While mandatory masks aren't required at a Timmins mining operation, it's taking extra steps to protect its staff and contractors. 

Newmont Porcupine has temporarily amended its personal protective equipment (PPE) policy and is issuing sealed hygiene masks to all workers. 

In Timmins, Newmont operates the Hoyle Pond underground mine, the Hollinger open-pit mine, and the Dome processing facility.

As of July 24, a mandatory mask or face covering order from the Porcupine Health Unit came into effect for Timmins and area.

A similar policy also went into effect recently for Sudbury, which is the health unit district for the Newmont's Borden site near Chapleau.

According to the policy, employees and contractors working onsite must always carry it, and it's considered mandatory PPE.

"Contractors and visitors will be further screened at the gate to ensure they are carrying a mask," reads a memo from general manager Patrick Chabot.

"The requirement is that workers don their mask in the event of an emergency in which physical distancing of two metres cannot be maintained."

The memo notes the masks are not for working in close proximity as the site has other controls for that. 

"I want to finish by saying that the pandemic continues to be at the forefront of conversations and decisions made at site," Chabot wrote.

"While our operation and host communities have fared quite well in recent months, continued diligence is required to reduce the spread, prevent outbreaks and save lives."

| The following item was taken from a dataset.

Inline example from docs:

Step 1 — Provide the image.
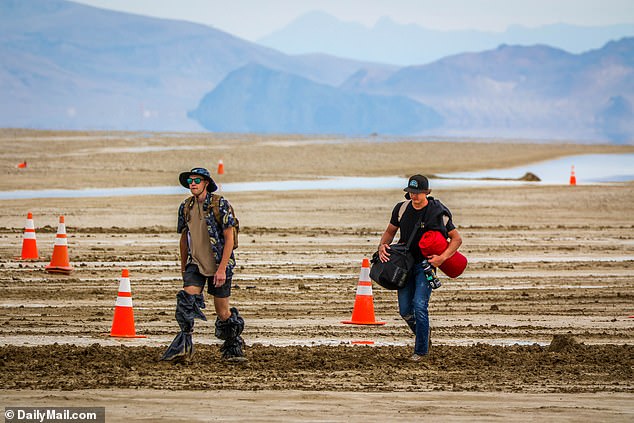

The Timmins area has recorded 70 positive cases of COVID-19, including eight deaths. Only one case is considered unresolved.

Newmont has continued operations at its Timmins site through the pandemic, although measures were put in place in March to ensure the safety of workers.

Remote working protocols were developed for some employees, and a Porcupine Crisis Management Team was created to reduce the risk of transmission at the site.

The company has also contributed to relief and recovery efforts in the communities in which it operates, setting up the $20-million Newmont Global Community Support Fund in April.

From that, the company donated $100,000 to the Cochrane District Social Services Administration Board and $50,000 to the community of Chapleau.

It later contributed $250,000 to a fund set up by the Timmins Chamber of Commerce to assist local businesses get back up and running following closures due to COVID-19.